User-defined functions may be stored at the bucket level or the scope level. This determines the context for keyspace references within the function definition.
The cost-based optimizer (CBO) is generally available in Couchbase Server 7.0. It takes into account the cost of memory, CPU, network transport, and disk usage when choosing the optimal plan to execute a query.
The cost-based optimizer uses metadata and statistics to estimate amount of processing (memory, CPU, and I/O) for each operation. It compares the cost of alternative routes, and then selects the query-execution plan with the least cost.
To learn more about the cost-based optimizer, see Cost-Based Optimizer.
The Query Service supports several new node-level settings and request-level parameters to support transactions and collections. The Query Service also supports a new node-level and request-level Memory Quota setting, which enables users to specify the maximum document memory consumption for a query. Refer to Settings and Parameters for details.
The index advisor is generally available in Couchbase Server 7.0. As well as the ADVISE statement, the index advisor also supports the ADVISOR Function which enables users to generate index advice for every request in a session.
The index advisor leverages the cost-based optimizer in the first instance, to generate advice using a cost-based approach.

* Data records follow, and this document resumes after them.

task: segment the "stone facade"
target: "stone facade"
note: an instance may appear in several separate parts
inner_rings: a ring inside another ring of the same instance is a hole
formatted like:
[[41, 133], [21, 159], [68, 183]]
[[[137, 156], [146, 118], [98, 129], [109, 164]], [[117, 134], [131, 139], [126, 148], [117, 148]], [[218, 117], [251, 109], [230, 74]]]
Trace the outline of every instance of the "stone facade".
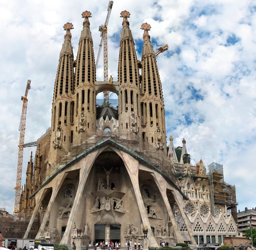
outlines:
[[[38, 141], [34, 166], [31, 156], [21, 197], [23, 212], [34, 211], [24, 238], [38, 212], [36, 238], [52, 243], [74, 240], [83, 246], [90, 239], [115, 240], [124, 247], [128, 240], [142, 243], [143, 228], [149, 229], [148, 244], [153, 247], [161, 241], [195, 244], [236, 235], [225, 204], [216, 204], [214, 216], [211, 214], [205, 167], [201, 160], [198, 166], [190, 164], [185, 139], [178, 157], [179, 147], [174, 148], [171, 136], [167, 153], [151, 27], [141, 25], [141, 62], [128, 21], [130, 13], [125, 11], [121, 15], [117, 82], [96, 81], [91, 13], [82, 14], [76, 60], [73, 25], [64, 26], [66, 33], [54, 87], [52, 126]], [[117, 94], [118, 110], [107, 104], [96, 106], [96, 95], [105, 90]], [[82, 230], [79, 239], [77, 229]]]

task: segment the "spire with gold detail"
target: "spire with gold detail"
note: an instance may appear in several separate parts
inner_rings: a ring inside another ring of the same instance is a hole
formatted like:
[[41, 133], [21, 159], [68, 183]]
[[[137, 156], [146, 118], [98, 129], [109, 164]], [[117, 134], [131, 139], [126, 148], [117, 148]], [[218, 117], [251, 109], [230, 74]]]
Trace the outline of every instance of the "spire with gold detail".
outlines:
[[123, 20], [118, 62], [119, 129], [131, 131], [141, 137], [139, 73], [134, 42], [128, 21], [130, 14], [125, 10], [120, 15]]
[[141, 58], [142, 94], [141, 104], [143, 132], [146, 141], [158, 149], [166, 152], [164, 99], [155, 56], [148, 33], [151, 26], [145, 23], [142, 24], [141, 28], [144, 30]]
[[[73, 123], [74, 117], [74, 105], [70, 97], [74, 90], [74, 56], [70, 32], [74, 28], [73, 24], [68, 22], [63, 28], [66, 34], [60, 54], [52, 108], [51, 143], [49, 157], [51, 162], [55, 162], [61, 148], [61, 153], [70, 149], [70, 140], [66, 138], [71, 136], [70, 125]], [[61, 136], [56, 136], [58, 131]], [[58, 148], [57, 150], [56, 148]]]
[[92, 43], [92, 32], [90, 30], [90, 24], [89, 20], [89, 18], [92, 17], [92, 13], [89, 11], [85, 11], [82, 13], [82, 18], [84, 18], [84, 21], [83, 23], [83, 28], [81, 32], [79, 41], [86, 38], [90, 40]]
[[122, 24], [123, 25], [123, 29], [121, 33], [120, 43], [126, 39], [130, 39], [134, 43], [133, 38], [132, 34], [132, 31], [130, 29], [130, 23], [128, 19], [130, 17], [130, 12], [126, 11], [124, 11], [120, 13], [120, 17], [124, 18], [124, 20]]
[[72, 35], [70, 32], [70, 30], [74, 28], [73, 24], [68, 22], [63, 26], [64, 30], [66, 31], [66, 35], [64, 37], [64, 43], [62, 45], [62, 47], [60, 54], [60, 57], [61, 57], [64, 55], [69, 55], [72, 58], [74, 58], [73, 54], [73, 47], [71, 45], [71, 38]]
[[84, 18], [83, 29], [79, 40], [79, 45], [77, 57], [75, 73], [76, 86], [85, 83], [94, 84], [96, 80], [94, 54], [92, 33], [90, 30], [89, 17], [92, 13], [86, 11], [82, 14]]
[[142, 49], [141, 60], [145, 57], [149, 55], [155, 57], [153, 47], [150, 41], [150, 36], [148, 34], [148, 31], [150, 30], [151, 26], [147, 23], [145, 23], [141, 24], [141, 28], [144, 30], [144, 34], [143, 34], [144, 43]]

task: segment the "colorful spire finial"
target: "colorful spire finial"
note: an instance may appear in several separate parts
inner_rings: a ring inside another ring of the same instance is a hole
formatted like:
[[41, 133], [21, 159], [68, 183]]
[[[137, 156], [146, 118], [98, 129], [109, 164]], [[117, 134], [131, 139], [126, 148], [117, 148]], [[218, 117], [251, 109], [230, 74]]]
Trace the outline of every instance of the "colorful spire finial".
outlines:
[[73, 24], [71, 23], [69, 23], [68, 22], [64, 25], [63, 28], [64, 28], [64, 30], [70, 30], [74, 28]]
[[147, 23], [145, 23], [141, 25], [141, 29], [144, 29], [145, 31], [146, 30], [150, 30], [150, 29], [151, 28], [151, 26], [150, 24], [149, 24]]
[[120, 17], [127, 17], [128, 18], [129, 18], [131, 15], [130, 12], [127, 11], [122, 11], [120, 13], [120, 15], [121, 15]]
[[82, 18], [85, 18], [86, 17], [91, 17], [92, 13], [88, 11], [85, 11], [82, 13]]

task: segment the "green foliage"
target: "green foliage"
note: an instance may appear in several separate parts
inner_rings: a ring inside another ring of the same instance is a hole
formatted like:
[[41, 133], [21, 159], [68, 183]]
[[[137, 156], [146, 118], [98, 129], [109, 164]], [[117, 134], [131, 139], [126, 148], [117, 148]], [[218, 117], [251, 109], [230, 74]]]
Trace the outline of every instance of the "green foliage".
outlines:
[[[253, 233], [253, 244], [256, 245], [256, 228], [253, 227], [252, 228]], [[252, 234], [251, 232], [251, 228], [246, 229], [245, 231], [245, 236], [247, 239], [251, 238]]]
[[180, 246], [182, 248], [186, 248], [186, 247], [188, 246], [188, 245], [185, 243], [177, 243], [177, 244], [176, 244], [176, 246], [177, 247], [178, 246]]

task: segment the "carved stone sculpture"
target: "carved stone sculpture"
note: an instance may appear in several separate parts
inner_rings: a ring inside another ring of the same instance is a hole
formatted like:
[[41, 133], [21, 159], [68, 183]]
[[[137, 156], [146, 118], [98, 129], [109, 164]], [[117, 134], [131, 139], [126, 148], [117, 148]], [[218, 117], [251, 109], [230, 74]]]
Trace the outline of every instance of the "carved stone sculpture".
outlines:
[[62, 147], [61, 128], [60, 127], [58, 127], [56, 133], [56, 139], [54, 144], [54, 149], [56, 149], [57, 148], [61, 149]]
[[112, 170], [113, 168], [111, 168], [111, 169], [109, 171], [108, 170], [107, 171], [105, 169], [105, 168], [104, 167], [103, 167], [103, 168], [104, 169], [104, 170], [105, 170], [105, 172], [106, 172], [106, 174], [107, 174], [107, 189], [108, 189], [109, 188], [109, 175], [110, 174], [110, 172], [111, 172], [111, 170]]
[[150, 198], [149, 197], [148, 190], [146, 188], [143, 188], [143, 193], [144, 196], [143, 198], [146, 199], [146, 200], [152, 200], [153, 201], [155, 201], [155, 195], [151, 195]]
[[124, 231], [124, 234], [126, 235], [137, 235], [139, 230], [137, 227], [133, 226], [133, 224], [130, 225], [128, 223], [127, 224], [127, 230]]
[[92, 234], [90, 233], [90, 231], [89, 230], [89, 226], [88, 223], [87, 223], [84, 226], [84, 235], [92, 235]]
[[97, 196], [95, 198], [95, 203], [94, 205], [92, 208], [92, 209], [98, 209], [99, 208], [99, 196]]
[[60, 214], [61, 216], [60, 218], [62, 218], [63, 215], [65, 213], [67, 214], [66, 216], [69, 216], [69, 215], [71, 212], [71, 202], [69, 201], [64, 207], [61, 207], [60, 208], [60, 210], [61, 212], [60, 212]]
[[110, 83], [110, 85], [112, 85], [113, 82], [113, 78], [112, 75], [110, 76], [110, 78], [109, 79], [109, 82]]
[[83, 114], [82, 113], [81, 114], [81, 117], [80, 118], [80, 128], [79, 129], [80, 132], [84, 132], [85, 130], [86, 126], [85, 126], [85, 118], [83, 116]]
[[132, 115], [131, 116], [131, 120], [132, 123], [132, 127], [130, 129], [132, 132], [137, 134], [139, 131], [137, 123], [137, 117], [135, 116], [134, 112], [132, 112]]
[[150, 217], [151, 218], [154, 218], [155, 219], [159, 219], [159, 220], [162, 219], [158, 217], [158, 216], [156, 213], [156, 209], [155, 208], [150, 208], [150, 213], [148, 214], [148, 217]]
[[64, 195], [65, 199], [73, 198], [74, 197], [74, 192], [73, 189], [67, 189], [64, 191]]

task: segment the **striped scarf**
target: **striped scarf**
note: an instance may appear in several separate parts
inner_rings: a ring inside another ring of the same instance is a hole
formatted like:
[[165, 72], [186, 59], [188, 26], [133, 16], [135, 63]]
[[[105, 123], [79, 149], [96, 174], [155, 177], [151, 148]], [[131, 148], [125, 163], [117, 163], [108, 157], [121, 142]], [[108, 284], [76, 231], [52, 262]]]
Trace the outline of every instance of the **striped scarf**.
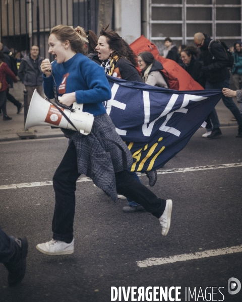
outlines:
[[119, 58], [117, 55], [114, 55], [112, 58], [109, 58], [106, 62], [103, 62], [101, 65], [104, 68], [106, 74], [112, 76], [115, 69], [115, 65]]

If the cost-based optimizer is unable to recommend an index, the index advisor falls back on a rules-based approach.
The Backup Service supports the scheduling of full and incremental data backups, either for specific individual buckets, or for all buckets on the cluster. It also allows the scheduling of merges of previously made backups. Data to be backed up can also be selected by service: for example, the data for the Data and Index Services alone might be selected for backup, with no other service’s data included.
The service — which is also referred to as cbbs (Couchbase Backup Service) — can be configured and administered by means of the Couchbase Web Console UI, the CLI, or the REST API.
A complete overview of the Backup Service is provided in Backup Service. Step-by-step instructions for using the service by means of Couchbase Web Console are provided in Manage Backup and Restore. A complete list of commands provided with the Couchbase REST API for the Backup Service is provided in Backup Service API.
In Couchbase Server 7.0, metadata is managed by means of Chronicle; which is a consensus-based system, based on the Raft algorithm. Chronicle manages:
The node-list for the cluster.
The status of each node.
The service-map for the cluster, which indicates on which nodes particular services have been installed.
Bucket definitions, including the placement of scopes and collections.
The vBucket maps for the cluster.
Supportive of full linearizability.
Fully tested with Jepsen.
Due to the strong consistency with which topology-related metadata is now managed, in the event of a quorum failure (meaning, the unresponsiveness of at least half of the cluster’s nodes), no modification of nodes, buckets, scopes, and collections can take place until the quorum failure is resolved.
Note that optionally, the quorum failure can be resolved by means of unsafe failover. However, that the consequences of unsafe failover in 7.0 are different from those in previous versions; and the new consequences should be fully understood before unsafe failover is attempted.
Cluster-settings for on-the-wire security — including specifying TLS version and cipher-suite list — can now be set per service, as well as globally. For information, see On-the-Wire Security.
Scalable, Prometheus-based statistics for collections. For details, see Getting Cluster Statistics.
Non-root install and upgrade are now provided for all Linux platforms. See Non-Root Install and Upgrade.